Pembuktian Hipotesis Ketiga, Keempat, Kelima, dan Keenam

HASIL PENELITIAN

4.8. Pembuktian Hipotesis

4.8.3. Pembuktian Hipotesis Ketiga, Keempat, Kelima, dan Keenam

Uji ini dilakukan untuk mengetahui adanya pengaruh yang signifikan secara parsial antara variabel bebas (Aspek Sosialisasi, Aspek Perencanaan, Aspek Pelaksanaan, dan Aspek Pemanfaatan) secara parsial terhadap keberhasilan Program Desa Mandiri Pangan di Kota Subulussalam. Berdasarkan Tabel 4.22 dapat dijelaskan sebagai berikut:

1. Pembuktian hipotesis ketiga

a. H03 : b3 = 0, berarti tidak ada pengaruh variabel aspek sosialisasi secara parsial terhadap keberhasilan Program Desa Mandiri Pangan di Kota Subulussalam.

b. HA3 : b3 ≠ 0, berarti ada pengaruh variabel aspek sosialisasi secara parsial terhadap keberhasilan Program Desa Mandiri Pangan di Kota Subulussalam.

Nilai Thitung variabel aspek sosialisasi (X1) adalah Thitung (3,809) > Ttabel (1,660) dengan tingkat signifikan 0,004 (Þ < 0,05). Dari hasil tersebut maka H03

ditolak dan HA3 diterima. Hal ini menunjukkan bahwa terdapat pengaruh antara aspek sosialisasi yang dilakukan pelaksana kegiatan sosialisasi secara parsial terhadap keberhasilan Program Desa Mandiri Pangan di Kota Subulussalam

terbukti.

Hasil penelitian ini sesuai dengan pendapatan Norland (1992) menemukan bahwa petani berpartisipasi dalam penyuluhan karena mereka mempunyai waktu untuk berpartisipasi, memiliki motivasi internal yang kuat, informasi yang disediakan berkualitas dan secara sosial mereka menikmatinya. Dari aspek

perubahan perilaku, seseorang akan berpartisipasi jika mereka mendapatkan pengetahuan tentang program yang dikembangkan dengan efektif dan benar (Dolisca, dkk., 2006; Blackstock, dkk., 2010). Pengetahuan tentang program desa mandisi pangan bisa diperoleh masyarakat dengan mengikuti berbagai kegiatan sosialisasi.

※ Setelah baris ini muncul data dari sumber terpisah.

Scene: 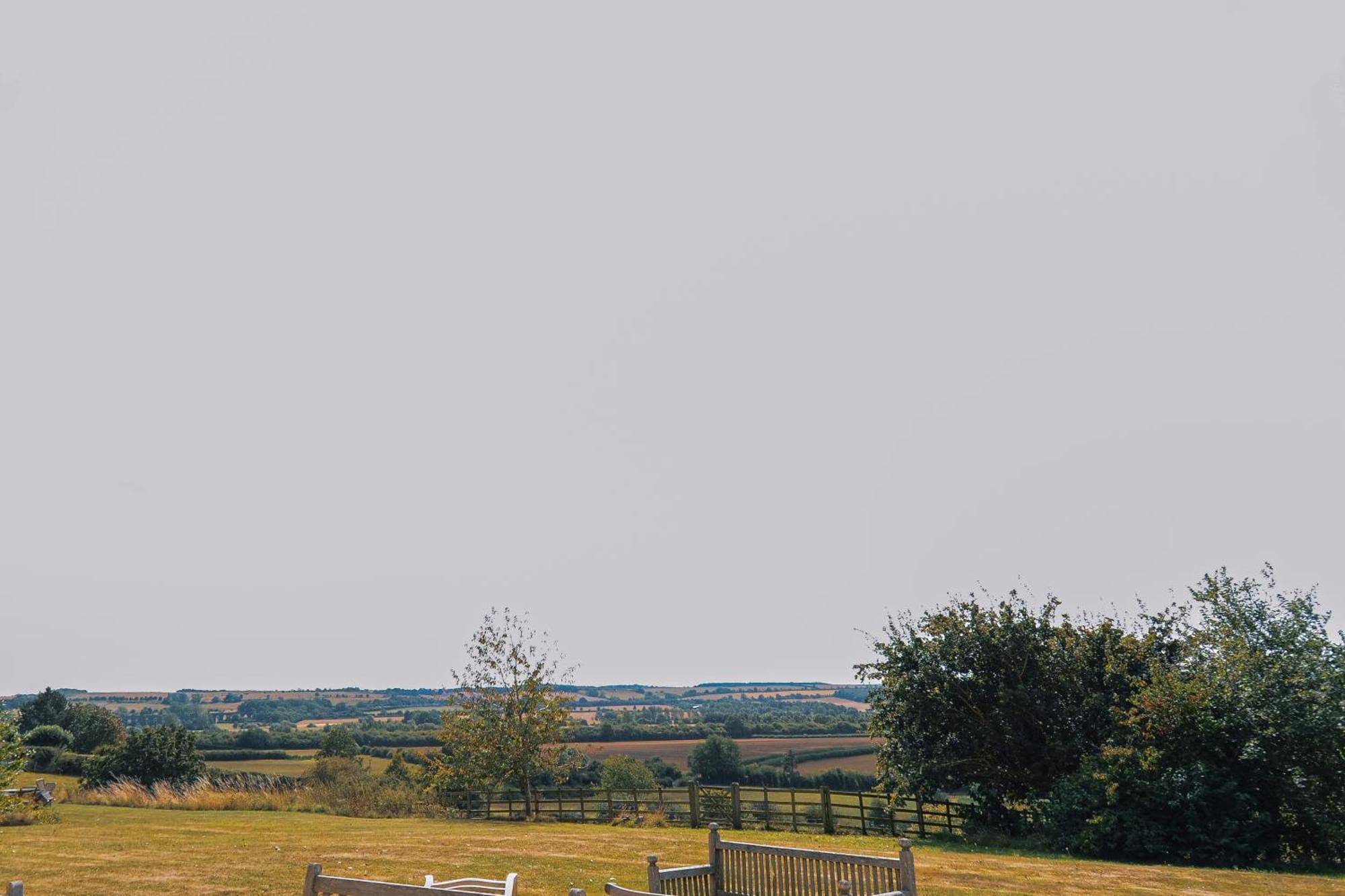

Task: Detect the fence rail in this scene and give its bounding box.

2. Pembuktian hipotesis keempat

a. H04 : b4 = 0, berarti tidak ada pengaruh variabel aspek perencanaan secara parsial terhadap keberhasilan Program Desa Mandiri Pangan di Kota Subulussalam.

b. HA4 : b4 ≠ 0, berarti ada pengaruh variabel aspek perencanaan secara parsial terhadap keberhasilan Program Desa Mandiri Pangan di Kota Subulussalam.

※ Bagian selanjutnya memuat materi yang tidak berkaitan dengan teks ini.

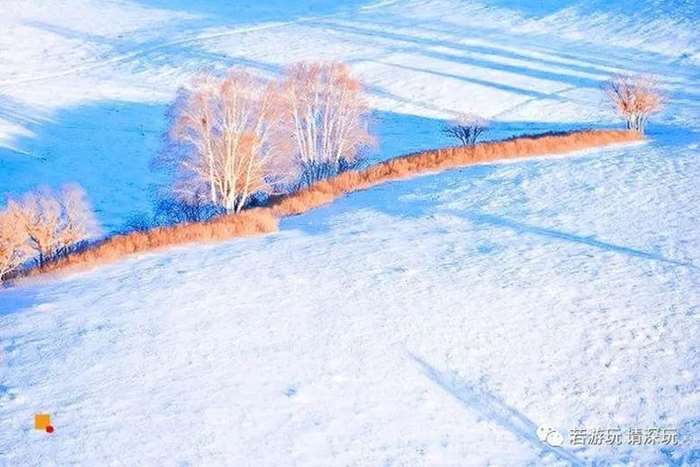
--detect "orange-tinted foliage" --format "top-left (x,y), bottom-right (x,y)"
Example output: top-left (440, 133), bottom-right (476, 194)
top-left (17, 131), bottom-right (642, 284)
top-left (30, 209), bottom-right (277, 275)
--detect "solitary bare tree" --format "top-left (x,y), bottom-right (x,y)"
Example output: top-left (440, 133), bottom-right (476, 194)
top-left (277, 62), bottom-right (373, 185)
top-left (0, 200), bottom-right (31, 282)
top-left (603, 75), bottom-right (664, 133)
top-left (442, 114), bottom-right (489, 146)
top-left (21, 189), bottom-right (62, 266)
top-left (166, 70), bottom-right (288, 212)
top-left (16, 185), bottom-right (98, 266)
top-left (56, 184), bottom-right (99, 254)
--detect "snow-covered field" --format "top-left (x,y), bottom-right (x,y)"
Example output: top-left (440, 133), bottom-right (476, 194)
top-left (0, 0), bottom-right (700, 466)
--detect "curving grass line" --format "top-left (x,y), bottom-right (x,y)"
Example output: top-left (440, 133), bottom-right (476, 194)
top-left (16, 130), bottom-right (643, 282)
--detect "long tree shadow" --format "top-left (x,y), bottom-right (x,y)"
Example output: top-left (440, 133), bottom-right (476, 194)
top-left (409, 354), bottom-right (586, 465)
top-left (467, 212), bottom-right (698, 269)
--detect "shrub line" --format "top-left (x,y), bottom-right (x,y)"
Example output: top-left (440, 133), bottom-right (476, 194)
top-left (15, 130), bottom-right (643, 286)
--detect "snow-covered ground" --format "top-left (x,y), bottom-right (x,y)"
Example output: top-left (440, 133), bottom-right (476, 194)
top-left (0, 0), bottom-right (700, 466)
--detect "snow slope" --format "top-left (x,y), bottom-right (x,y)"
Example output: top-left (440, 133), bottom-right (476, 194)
top-left (0, 0), bottom-right (700, 466)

Nilai Thitung variabel aspek perencanaan (X3) adalah Thitung (2,145) > Ttabel (1,660) dengan tingkat signifikan 0,004 (Þ < 0,05). Dari hasil tersebut maka H04 ditolak dan HA4diterima. Hal ini menunjukkan ada pengaruh aspek perencanaan secara parsial terhadap keberhasilan Program Desa Mandiri Pangan di Kota Subulussalam terbukti.

Menurut Skilbeck (2006), metode pembelajaran yang tepat mampu meningkatkan partisipasi orang dewasa dalam sebuah kegiatan pendidikan. Jika metode yang digunakan memberi kesempatan yang luas bagi mereka untuk mengekspresikan diri, maka partisipasinya akan meningkat.

Demikian pula yang diungkapkan oleh Ife (2008) bahwa metode yang menghargai keberadaan petani sebagai orang yang ahli dalam mengerjakan usaha

taninya berdasarkan pengalaman mereka mampu meningkatkan partisipasi peternak dalam penyuluhan. Namun demikian, jika metode yang dilakukan tidak sesuai dengan keinginan dan kebutuhan mereka, maka partisipasi akan menurun. Berkaitan dalam pengembangan desa mandiri pangan, pihak penyuluh atau pendamping masayarakat menghargai setiap aspirasi masyarakat dengan melibatkan unsur masyarakat sekitar dalam tahapan perencanaan kegiatan program desa mandiri pangan demi terciptanya partisipasi masyarakat yang baik. 3. Pembuktian hipotesis kelima

a. H05 : b5 = 0, berarti tidak ada pengaruh variabel aspek pelaksanaan secara parsial terhadap keberhasilan Program Desa Mandiri Pangan di Kota Subulussalam.

b. HA5 : b5 ≠ 0, berarti ada pengaruh variabel aspek pelaksanaan secara parsial terhadap keberhasilan Program Desa Mandiri Pangan di Kota Subulussalam.

Nilai Thitung variabel aspek pelaksanaan (X4) adalah Thitung (2,892) > Ttabel

(1,660) dengan tingkat signifikan 0,004 (Þ < 0,05). Dari hasil tersebut maka H05 ditolak dan HA5diterima. Hal ini menunjukkan ada pengaruh aspek pelaksanaan secara parsial terhadap keberhasilan Program Desa Mandiri Pangan di Kota Subulussalam terbukti.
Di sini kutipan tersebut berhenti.